We report a case of PP with an atypical clinical presentation, lacking the characteristic reticular hyperpigmentation. The diagnosis was established through clinicopathological correlation, considering the typical lesional distribution, temporal association with ketogenic diet and supportive histopathological features. This case underscores that PP should be considered even in the absence of reticular hyperpigmentation, provided that the distribution and histopathology are consistent.
Recent evidence suggests that PP may represent a T cell-driven inflammatory dermatosis with secondary neutrophil recruitment. Liu et al. demonstrated upregulation of IL-6 and IL-8 in PP lesions, implicating the JAK-STAT signalling pathway in its pathogenesis (4). The JAK-STAT pathway plays a central role in mediating the effects of multiple pro-inflammatory cytokines. IL-6 signals through JAK1/JAK2, leading to STAT3 phosphorylation and subsequent Th17 differentiation. Th17 cells produce IL-17, a key inducer of neutrophil chemotaxis via IL-8 production from keratinocytes and fibroblasts. Tofacitinib, a JAK1/JAK3 inhibitor, disrupts this cascade at multiple levels: it directly suppresses T-cell activation, reduces Th17 differentiation and decreases IL-8 production, thereby attenuating neutrophil recruitment (5).

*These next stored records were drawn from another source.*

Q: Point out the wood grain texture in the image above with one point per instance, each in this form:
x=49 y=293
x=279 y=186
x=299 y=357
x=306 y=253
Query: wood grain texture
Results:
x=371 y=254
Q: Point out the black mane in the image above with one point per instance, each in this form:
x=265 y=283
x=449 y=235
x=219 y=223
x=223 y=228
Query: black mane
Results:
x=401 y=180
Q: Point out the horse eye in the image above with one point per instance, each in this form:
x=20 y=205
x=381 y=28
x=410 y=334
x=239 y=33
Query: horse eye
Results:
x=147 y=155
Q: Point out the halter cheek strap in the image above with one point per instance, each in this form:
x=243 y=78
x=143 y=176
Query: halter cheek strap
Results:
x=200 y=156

Doxycycline complements this by directly inhibiting neutrophil chemotaxis, adhesion and matrix metalloproteinase release, addressing the effector phase of the inflammatory response (6).
In our patient, the predominantly lymphocytic infiltrate suggested that T cell-driven inflammation constituted the primary pathogenic mechanism. The rapid resolution of skin lesions following combination therapy suggests that doxycycline combined with tofacitinib may represent an effective therapeutic strategy for atypical or refractory PP with a prominent T-cell inflammatory phenotype.

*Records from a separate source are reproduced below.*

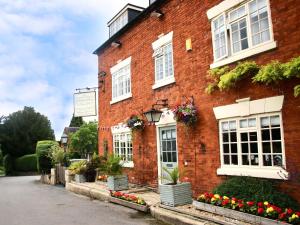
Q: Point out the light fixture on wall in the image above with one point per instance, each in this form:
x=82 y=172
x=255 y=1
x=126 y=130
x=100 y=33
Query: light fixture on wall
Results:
x=157 y=13
x=116 y=44
x=153 y=115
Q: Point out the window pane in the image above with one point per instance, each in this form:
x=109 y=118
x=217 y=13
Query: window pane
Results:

While combination therapy offers theoretical synergistic benefits, potential risks include increased immunosuppression and drug interactions. Tofacitinib has been associated with potential adverse effects (7), including an increased risk of infections, while doxycycline may cause gastrointestinal discomfort and photosensitivity (8). In our patient, no adverse events were observed during the treatment period, suggesting that short-term combination therapy may be well tolerated. However, larger studies are needed to establish safety.
The predominantly lymphocytic infiltrate in our patient, as opposed to the neutrophilic predominance classically described, suggests that PP may encompass a spectrum of inflammatory phenotypes. This heterogeneity may explain the variable response to tetracycline monotherapy and supports a histopathology-guided approach to treatment selection. Cases with prominent lymphocytic infiltration may benefit from early addition of T-cell targeted therapies.

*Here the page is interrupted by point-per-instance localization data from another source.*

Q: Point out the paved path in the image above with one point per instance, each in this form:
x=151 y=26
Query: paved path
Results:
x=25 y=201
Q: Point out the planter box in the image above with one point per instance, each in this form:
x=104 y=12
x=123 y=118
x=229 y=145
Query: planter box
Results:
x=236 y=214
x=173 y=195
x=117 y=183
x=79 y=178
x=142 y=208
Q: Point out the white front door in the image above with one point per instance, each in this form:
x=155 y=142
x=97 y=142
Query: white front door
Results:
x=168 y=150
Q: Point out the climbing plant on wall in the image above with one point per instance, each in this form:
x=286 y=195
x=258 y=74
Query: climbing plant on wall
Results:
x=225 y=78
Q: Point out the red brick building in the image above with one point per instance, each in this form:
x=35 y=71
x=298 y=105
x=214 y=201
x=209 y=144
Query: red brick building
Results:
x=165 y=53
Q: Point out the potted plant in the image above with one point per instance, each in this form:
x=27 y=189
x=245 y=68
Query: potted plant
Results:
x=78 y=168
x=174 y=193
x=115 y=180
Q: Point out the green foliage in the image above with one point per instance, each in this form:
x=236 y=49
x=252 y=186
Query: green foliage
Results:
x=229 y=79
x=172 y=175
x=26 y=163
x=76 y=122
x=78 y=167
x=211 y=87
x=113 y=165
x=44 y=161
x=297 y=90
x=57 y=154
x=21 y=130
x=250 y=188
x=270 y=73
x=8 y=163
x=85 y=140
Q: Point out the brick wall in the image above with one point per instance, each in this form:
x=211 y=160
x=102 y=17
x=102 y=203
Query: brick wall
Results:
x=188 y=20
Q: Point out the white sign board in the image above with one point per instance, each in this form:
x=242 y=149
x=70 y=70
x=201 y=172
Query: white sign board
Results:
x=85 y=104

This case highlights two practical takeaways for clinicians: (1) PP should be suspected in patients with pruritic truncal eruptions and a history of ketogenic diet, even in the absence of reticular hyperpigmentation; and (2) skin biopsy with careful characterization of the inflammatory infiltrate can guide treatment selection, with lymphocyte-predominant cases potentially benefiting from JAK inhibitor combination therapy.